The best recruiters I've worked with were actually ones not specifically trying to fill a role they thought I'd be good for, but ones that wanted to meet for coffee, learn more about me and create a relationship that might eventually turn into a placement. I realize that jobs come in that need to be filled quickly, but if the recruiter already has a pool of good talent to pull from, that they have a relationship with on some sort of personal level, it's far easier to find a good fit, not only for the candidate, but for the company hiring, as well.

As far as the job description is concerned, the things that stand out most to me is HOW it's written, not necessarily what's on it. If they want an expert in Framework A with several years of experience in it, I probably won't be excited to apply. Not because I'm not excited to use that technology, but because that to me says that the company is too locked into their framework to care about whether the person is actually proficient in the underlying language. Yes - I want to know what tech stack you use, but if you say I need 4+ years with React and then don't even mention a measure for JavaScript itself, no thanks. Hire people based off their skills in the language they program in, not whatever framework is "in" at the time. The only exception to this I can think of is with C#/.NET and Ruby/Rails, which are fairly synonymous in their industries.

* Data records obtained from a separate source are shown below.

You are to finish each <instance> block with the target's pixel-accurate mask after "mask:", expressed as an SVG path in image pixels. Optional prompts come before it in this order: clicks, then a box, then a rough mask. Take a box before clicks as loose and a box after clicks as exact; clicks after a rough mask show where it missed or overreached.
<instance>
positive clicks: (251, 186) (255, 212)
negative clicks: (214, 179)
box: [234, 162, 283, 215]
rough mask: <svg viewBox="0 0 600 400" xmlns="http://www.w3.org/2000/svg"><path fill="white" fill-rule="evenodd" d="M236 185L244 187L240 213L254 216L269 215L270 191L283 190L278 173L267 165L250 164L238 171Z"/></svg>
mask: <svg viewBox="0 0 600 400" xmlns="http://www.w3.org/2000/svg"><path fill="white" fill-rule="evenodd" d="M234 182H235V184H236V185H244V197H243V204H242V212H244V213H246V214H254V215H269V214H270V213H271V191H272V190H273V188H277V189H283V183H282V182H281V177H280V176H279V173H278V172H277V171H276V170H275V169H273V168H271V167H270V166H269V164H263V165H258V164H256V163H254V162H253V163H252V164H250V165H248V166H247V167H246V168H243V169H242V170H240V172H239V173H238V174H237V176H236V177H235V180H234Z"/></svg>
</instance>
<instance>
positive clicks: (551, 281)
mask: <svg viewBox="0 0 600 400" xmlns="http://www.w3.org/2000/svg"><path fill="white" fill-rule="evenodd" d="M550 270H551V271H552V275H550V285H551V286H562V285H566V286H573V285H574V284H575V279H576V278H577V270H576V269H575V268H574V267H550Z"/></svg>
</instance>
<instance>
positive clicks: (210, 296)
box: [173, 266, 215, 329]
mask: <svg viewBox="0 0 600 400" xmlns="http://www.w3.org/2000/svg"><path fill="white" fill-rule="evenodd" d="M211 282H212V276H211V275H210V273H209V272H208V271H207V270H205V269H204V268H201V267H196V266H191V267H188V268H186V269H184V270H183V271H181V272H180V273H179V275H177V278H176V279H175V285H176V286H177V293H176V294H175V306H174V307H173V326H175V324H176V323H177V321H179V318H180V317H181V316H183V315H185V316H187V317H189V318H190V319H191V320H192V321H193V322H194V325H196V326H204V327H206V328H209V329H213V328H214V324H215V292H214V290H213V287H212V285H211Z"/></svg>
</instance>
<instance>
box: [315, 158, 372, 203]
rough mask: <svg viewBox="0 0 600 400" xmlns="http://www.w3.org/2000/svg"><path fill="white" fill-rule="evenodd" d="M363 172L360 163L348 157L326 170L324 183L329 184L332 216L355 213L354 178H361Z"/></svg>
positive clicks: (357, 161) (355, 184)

Because they dont want to be found by some mediocre Recruiters with under market value salary. Its a waste of time and effort.

Tell you what, just for a test, offer any "unreachable senior dev" 20% higher salary and great technology stack, enough flexibility and timeoff and see what happens.

Old cvs, inactive ln etc, its because they use friends and colleagues as refferals, because it works better and they get better offers (probably have some jobs as backup option as well).


Yes, I think most would be open to good offers. The problem is that these people are very hard to find.